Now we want to hire exactly K
workers to form a paid group. When hiring a group of K workers, we must pay them according to the following rules:
- Every worker in the paid group should be paid in the ratio of their quality compared to other workers in the paid group.
- Every worker in the paid group must be paid at least their minimum wage expectation.
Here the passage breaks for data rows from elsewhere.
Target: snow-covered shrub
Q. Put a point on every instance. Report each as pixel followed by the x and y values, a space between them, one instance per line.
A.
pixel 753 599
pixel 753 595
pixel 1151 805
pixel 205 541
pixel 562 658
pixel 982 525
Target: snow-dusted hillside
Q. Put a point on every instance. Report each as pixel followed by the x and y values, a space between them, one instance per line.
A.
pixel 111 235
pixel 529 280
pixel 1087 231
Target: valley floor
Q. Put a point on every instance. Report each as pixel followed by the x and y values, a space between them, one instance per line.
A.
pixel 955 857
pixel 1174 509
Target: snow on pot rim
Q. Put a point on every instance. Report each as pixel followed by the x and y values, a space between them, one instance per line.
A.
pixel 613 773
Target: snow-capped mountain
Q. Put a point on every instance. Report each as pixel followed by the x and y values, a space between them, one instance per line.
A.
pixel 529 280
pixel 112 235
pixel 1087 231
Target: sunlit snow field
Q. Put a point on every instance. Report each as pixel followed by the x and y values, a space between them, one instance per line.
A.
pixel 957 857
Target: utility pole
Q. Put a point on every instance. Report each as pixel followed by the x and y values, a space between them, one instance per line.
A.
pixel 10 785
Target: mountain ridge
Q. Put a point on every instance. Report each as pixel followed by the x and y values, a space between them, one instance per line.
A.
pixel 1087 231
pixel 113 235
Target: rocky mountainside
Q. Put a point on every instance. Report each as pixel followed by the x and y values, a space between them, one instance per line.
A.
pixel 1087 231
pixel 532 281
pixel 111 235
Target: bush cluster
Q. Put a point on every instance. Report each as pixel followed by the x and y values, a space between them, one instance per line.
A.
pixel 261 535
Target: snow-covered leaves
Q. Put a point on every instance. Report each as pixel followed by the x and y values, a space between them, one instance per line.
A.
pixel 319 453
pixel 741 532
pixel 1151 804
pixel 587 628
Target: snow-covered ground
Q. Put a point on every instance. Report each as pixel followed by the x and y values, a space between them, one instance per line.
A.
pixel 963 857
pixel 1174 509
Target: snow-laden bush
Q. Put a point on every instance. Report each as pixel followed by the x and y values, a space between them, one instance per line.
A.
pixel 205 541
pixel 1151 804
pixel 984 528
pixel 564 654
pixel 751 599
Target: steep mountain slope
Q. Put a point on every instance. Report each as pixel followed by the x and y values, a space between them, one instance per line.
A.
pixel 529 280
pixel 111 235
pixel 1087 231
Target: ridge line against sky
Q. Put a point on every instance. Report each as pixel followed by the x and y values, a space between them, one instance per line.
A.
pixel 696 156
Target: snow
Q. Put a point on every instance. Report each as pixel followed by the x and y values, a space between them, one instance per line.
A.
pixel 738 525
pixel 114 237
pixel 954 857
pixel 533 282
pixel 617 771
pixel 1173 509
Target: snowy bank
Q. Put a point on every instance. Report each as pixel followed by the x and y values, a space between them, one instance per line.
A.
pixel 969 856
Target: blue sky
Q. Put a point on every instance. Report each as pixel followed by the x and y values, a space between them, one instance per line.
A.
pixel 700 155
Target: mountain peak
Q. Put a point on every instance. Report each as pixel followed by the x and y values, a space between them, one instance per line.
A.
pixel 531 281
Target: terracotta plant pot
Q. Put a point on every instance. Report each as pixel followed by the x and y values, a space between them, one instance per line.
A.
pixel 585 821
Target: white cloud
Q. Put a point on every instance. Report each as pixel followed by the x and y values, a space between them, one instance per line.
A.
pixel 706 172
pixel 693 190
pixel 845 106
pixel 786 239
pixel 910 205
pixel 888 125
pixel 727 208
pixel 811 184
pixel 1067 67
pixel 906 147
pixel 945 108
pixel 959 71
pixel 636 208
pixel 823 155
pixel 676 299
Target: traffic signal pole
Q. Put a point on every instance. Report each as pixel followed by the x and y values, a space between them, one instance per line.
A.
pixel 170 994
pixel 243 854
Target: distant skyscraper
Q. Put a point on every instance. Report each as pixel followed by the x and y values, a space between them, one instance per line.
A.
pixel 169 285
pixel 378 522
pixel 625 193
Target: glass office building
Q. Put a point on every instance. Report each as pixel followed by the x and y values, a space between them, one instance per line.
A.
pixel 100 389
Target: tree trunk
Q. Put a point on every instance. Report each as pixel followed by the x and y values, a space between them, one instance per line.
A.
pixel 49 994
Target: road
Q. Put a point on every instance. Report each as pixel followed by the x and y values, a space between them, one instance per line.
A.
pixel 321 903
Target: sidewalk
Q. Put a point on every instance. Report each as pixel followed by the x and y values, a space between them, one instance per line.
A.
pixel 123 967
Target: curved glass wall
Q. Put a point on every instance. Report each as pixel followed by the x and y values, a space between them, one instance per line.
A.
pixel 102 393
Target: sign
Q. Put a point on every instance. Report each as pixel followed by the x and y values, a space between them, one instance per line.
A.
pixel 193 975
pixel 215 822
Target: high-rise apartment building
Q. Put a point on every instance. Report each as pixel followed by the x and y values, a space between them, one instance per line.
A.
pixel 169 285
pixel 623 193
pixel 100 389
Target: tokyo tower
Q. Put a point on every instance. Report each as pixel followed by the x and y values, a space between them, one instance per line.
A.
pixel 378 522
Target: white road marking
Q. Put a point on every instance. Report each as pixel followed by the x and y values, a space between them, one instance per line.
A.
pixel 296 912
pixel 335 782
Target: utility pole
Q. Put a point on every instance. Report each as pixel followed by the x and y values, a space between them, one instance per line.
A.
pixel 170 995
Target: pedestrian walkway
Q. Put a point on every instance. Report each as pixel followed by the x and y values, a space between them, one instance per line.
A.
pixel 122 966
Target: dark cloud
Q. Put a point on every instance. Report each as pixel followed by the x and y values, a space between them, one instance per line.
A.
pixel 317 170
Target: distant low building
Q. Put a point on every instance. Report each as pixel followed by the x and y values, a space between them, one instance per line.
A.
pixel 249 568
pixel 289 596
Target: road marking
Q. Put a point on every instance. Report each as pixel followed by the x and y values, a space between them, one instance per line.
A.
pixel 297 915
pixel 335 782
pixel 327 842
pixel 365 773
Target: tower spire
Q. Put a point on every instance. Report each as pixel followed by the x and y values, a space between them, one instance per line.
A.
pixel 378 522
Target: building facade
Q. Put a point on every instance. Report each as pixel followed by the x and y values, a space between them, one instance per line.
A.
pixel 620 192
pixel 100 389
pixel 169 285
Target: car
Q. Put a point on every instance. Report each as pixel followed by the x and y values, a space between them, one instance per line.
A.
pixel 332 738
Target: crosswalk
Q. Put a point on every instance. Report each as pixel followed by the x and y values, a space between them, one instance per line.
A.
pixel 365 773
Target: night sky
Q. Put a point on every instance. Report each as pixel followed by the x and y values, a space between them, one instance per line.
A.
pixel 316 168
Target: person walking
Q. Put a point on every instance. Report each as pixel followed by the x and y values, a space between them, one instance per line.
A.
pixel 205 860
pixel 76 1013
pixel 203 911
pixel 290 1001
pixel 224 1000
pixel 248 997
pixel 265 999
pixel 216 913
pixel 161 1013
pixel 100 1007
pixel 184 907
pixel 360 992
Return the least amount of money needed to form a paid group satisfying the above conditions.
Example 1:
Input: quality = [10,20,5], wage = [70,50,30], K = 2
Output: 105.00000
Explanation: We pay 70 to 0-th worker and 35 to 2-th worker.
Example 2:
Input: quality = [3,1,10,10,1], wage = [4,8,2,2,7], K = 3
Output: 30.66667
Explanation: We pay 4 to 0-th worker, 13.33333 to 2-th and 3-th workers seperately.
Note:
1 <= K <= N <= 10000
, whereN = quality.length = wage.length
1 <= quality[i] <= 10000
1 <= wage[i] <= 10000
- Answers within
10^-5
of the correct answer will be considered correct.
有 N
名工人。 第 i
名工人的工作质量为 quality[i]
,其最低期望工资为 wage[i]
。
现在我们想雇佣 K
名工人组成一个工资组。在雇佣 一组 K 名工人时,我们必须按照下述规则向他们支付工资:
- 对工资组中的每名工人,应当按其工作质量与同组其他工人的工作质量的比例来支付工资。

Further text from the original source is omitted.